L’ours, l’éleveur et le mouton

Vous avez peut-être déjà lu les articles de Vegactu sur la réintroduction de l’ours dans les Pyrénées, une triste saga : comment le gouvernement n’assume pas d’imposer l’ours aux éleveurs, quitte à aller à l’encontre des réglementations européennes, comment des associations se sont proposé de le faire à sa place, mais hélas n’ont pu aller jusqu’au bout de leur projet.

Nous avions également parlé du loup dans les Alpes françaises, et du retour en arrière que prévoit le nouveau plan du ministère de l’écologie.

Le point commun entre l’ours pyrénéen et l’ours alpin, c’est bien sûr une réintroduction rendue difficile par la cohabitation avec les éleveurs.
Ceux-ci ne cessent de se répandre dans la presse à propos des calamités engendrées par l’ours ou le loup, et se plaignent de difficultés financières croissantes liées aux écrasantes pertes provoquées par ces animaux sauvages.
Difficile d’y démêler le vrai du faux… et de l’exagération.
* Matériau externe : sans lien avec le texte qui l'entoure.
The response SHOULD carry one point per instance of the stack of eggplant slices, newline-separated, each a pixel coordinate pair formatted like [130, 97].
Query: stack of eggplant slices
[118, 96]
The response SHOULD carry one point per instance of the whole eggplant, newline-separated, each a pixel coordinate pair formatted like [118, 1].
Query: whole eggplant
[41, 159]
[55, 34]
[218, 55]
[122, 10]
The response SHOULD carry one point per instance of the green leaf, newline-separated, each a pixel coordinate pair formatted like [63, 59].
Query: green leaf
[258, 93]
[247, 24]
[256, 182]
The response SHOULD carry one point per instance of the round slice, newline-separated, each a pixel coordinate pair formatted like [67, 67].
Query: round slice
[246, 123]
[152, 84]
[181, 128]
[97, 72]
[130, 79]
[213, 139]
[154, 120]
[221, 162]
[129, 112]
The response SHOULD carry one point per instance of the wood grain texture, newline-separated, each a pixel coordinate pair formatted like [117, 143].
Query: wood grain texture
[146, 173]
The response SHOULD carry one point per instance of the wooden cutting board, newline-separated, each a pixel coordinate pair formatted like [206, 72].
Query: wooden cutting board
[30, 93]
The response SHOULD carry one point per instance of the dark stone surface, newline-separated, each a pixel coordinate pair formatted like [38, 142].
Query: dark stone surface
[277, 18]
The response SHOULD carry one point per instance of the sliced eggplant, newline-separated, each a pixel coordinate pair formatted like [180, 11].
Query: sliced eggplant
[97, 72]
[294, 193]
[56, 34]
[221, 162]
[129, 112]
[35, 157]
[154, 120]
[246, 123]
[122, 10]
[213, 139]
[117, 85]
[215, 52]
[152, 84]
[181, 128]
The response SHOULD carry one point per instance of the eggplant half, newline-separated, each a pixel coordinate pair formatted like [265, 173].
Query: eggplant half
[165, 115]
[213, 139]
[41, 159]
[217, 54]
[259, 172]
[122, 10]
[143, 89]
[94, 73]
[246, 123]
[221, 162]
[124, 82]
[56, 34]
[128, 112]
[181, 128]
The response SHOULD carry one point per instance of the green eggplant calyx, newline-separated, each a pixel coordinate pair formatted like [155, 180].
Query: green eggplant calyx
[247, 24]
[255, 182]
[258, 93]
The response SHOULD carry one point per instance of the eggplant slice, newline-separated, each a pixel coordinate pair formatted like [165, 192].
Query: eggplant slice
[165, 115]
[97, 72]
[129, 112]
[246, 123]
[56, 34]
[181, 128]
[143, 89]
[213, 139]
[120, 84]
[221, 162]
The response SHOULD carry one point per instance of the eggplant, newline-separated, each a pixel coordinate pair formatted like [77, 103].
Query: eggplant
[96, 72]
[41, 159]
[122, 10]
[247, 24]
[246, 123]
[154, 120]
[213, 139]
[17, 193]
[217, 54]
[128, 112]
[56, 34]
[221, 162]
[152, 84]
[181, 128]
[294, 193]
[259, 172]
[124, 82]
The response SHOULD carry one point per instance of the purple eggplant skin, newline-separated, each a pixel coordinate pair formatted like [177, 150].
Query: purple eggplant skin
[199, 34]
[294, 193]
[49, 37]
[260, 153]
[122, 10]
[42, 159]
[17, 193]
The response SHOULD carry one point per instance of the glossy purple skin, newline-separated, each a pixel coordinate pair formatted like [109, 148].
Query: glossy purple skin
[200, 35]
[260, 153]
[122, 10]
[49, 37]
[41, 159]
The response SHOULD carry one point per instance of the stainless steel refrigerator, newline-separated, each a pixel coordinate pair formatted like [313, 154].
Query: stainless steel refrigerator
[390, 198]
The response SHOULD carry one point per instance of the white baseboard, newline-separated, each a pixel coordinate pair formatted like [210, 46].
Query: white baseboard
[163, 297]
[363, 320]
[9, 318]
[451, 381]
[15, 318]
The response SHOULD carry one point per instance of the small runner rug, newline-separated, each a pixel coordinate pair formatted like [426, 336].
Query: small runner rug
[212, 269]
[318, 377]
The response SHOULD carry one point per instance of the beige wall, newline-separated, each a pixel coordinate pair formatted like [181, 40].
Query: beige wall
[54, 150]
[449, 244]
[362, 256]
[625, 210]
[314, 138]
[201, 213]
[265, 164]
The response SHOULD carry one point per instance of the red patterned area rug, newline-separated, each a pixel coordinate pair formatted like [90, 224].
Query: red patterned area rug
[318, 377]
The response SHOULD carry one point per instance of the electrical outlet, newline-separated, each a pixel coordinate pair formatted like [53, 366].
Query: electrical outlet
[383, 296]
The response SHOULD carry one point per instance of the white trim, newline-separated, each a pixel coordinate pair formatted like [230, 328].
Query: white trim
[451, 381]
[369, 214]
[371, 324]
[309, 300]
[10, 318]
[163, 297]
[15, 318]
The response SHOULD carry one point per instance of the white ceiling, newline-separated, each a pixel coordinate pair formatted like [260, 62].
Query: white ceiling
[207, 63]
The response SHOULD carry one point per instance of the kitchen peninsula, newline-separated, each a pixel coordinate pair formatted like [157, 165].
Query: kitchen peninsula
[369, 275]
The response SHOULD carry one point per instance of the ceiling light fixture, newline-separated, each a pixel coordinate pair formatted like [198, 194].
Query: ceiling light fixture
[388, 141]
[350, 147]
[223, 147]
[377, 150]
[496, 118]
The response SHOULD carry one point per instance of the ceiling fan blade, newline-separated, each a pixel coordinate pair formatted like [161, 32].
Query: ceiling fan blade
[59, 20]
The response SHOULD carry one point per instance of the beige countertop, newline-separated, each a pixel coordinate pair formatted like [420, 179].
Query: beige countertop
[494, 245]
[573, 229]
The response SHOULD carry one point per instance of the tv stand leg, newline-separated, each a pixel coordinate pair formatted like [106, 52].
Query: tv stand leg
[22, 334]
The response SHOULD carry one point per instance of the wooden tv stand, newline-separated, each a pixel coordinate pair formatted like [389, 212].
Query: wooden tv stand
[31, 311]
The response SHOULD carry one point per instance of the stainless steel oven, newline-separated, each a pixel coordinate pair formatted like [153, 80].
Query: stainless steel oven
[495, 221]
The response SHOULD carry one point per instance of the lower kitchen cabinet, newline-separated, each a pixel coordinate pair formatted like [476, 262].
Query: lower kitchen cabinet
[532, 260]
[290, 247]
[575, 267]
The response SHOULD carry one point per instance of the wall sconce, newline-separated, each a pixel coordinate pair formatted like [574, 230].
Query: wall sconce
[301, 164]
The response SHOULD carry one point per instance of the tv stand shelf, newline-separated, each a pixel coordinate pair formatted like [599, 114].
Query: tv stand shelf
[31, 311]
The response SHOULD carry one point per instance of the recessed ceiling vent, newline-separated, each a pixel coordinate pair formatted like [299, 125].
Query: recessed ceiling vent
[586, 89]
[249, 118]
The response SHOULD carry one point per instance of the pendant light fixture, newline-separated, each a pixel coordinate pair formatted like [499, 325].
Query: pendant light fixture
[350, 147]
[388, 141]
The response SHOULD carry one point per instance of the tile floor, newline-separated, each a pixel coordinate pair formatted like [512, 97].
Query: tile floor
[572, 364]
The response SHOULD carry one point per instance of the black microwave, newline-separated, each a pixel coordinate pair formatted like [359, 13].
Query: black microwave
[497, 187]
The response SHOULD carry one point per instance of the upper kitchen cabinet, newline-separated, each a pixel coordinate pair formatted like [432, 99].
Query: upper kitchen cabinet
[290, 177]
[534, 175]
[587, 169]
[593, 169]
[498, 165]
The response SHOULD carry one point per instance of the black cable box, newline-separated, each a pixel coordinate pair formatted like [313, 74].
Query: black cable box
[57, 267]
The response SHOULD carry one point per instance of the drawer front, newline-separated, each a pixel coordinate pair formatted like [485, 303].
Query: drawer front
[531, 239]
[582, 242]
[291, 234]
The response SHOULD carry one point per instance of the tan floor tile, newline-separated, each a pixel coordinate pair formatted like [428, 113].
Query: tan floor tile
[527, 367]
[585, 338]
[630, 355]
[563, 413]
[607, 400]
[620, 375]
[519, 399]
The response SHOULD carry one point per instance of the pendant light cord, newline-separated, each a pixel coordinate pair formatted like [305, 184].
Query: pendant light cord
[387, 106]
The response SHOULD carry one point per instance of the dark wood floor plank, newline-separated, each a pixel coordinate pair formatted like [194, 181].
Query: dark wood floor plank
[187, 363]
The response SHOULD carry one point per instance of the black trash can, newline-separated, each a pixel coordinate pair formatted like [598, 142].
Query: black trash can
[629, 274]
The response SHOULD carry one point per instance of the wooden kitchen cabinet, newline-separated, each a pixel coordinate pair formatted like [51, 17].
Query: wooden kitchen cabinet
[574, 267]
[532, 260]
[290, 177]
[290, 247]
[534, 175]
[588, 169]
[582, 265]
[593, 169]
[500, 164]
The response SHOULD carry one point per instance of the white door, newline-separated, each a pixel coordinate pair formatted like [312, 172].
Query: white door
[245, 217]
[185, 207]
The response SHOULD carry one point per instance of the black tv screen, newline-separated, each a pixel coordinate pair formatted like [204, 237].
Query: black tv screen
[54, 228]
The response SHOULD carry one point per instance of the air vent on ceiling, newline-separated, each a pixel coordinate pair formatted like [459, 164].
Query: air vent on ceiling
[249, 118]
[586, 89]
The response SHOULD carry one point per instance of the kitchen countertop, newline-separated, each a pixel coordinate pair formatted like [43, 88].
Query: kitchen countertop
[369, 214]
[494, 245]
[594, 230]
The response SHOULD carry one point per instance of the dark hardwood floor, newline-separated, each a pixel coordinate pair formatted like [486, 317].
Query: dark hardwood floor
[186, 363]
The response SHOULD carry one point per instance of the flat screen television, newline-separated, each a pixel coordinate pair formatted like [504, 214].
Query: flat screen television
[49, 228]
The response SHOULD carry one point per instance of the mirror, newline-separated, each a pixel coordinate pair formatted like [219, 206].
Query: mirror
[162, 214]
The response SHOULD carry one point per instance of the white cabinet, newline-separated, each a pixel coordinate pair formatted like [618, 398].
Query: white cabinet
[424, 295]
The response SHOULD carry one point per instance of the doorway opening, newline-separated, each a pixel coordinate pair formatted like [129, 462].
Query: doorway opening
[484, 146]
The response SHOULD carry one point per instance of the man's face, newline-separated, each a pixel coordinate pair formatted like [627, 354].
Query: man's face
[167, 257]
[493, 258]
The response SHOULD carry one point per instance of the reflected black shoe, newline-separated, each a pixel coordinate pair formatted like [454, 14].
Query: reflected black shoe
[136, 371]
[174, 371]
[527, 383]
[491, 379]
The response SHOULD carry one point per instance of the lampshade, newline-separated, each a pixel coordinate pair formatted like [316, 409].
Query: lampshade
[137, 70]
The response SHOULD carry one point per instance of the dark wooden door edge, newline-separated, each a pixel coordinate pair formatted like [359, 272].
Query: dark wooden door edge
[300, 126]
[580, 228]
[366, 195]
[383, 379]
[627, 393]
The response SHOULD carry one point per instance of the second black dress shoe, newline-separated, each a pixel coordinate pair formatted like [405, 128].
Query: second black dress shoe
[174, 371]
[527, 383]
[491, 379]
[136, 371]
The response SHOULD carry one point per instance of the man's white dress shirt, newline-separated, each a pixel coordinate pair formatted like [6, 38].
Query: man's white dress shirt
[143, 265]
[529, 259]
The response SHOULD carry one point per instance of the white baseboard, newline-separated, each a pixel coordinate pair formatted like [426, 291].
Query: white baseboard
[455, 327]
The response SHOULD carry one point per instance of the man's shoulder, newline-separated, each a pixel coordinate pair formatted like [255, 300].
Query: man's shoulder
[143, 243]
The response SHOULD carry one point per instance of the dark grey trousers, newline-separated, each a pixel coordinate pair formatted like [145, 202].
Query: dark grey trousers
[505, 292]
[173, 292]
Un numéro de La Gazette des Prédateurs de décembre 2011 s’était penché sur le sujet. Ce magazine trimestriel est celui de l’association FERUS, l’une des associations qui souhaitaient relâcher à leurs frais deux ours slovènes supplémentaires. Il a pour but de diffuser le maximum d’information sur l’ours, le loup et le lynx. Le numéro en question, “Ours et pastoralisme” peut être téléchargé ici.
Morceaux choisis :Portrait d'Ours brun

Le mythe de l’ours tueur en série de brebis, et les indemnisations massives

  • La mortalité du bétail est un des sujets les plus tabous qui soit chez les éleveurs. Admettre que l’on perd des bêtes, c’est reconnaître ses lacunes et prendre le risque de passer pour un mauvais éleveur. Aussi n’est-il pas rare d’entendre un éleveur affirmer qu’il n’en perd aucune, ou si peu… sauf celles tuées par l’ours ! En effet, celles-là sont non seulement reconnues, mais aussi revendiquées, médiatisées, et même souvent largement exagérées. C’est à croire que l’ours est la seule cause de mortalité de brebis dans les Pyrénées…
  • L’ours étant réputé être « le meilleur maquignon » (entendez par là, celui qui paie le meilleur prix), mieux vaut essayer de les lui imputer plutôt qu’à toute autre cause non indemnisée.
  • Mais l’argent n’est pas tout. A l’inverse de toutes les autres causes de mortalité, perdre des bêtes du fait de l’ours n’atteint pas la fierté de l’éleveur. Il ne cherche donc pas à le cacher, comme il le fait pour les autres. Qui sait en effet que le plus grand prédateur des brebis en montagne n’est ni l’ours, ni même le chien, mais l’asticot !? Une brebis blessée non soignée n’a en effet que quelques jours à vivre si les mouches envahissent les plaies et y pondent leurs œufs.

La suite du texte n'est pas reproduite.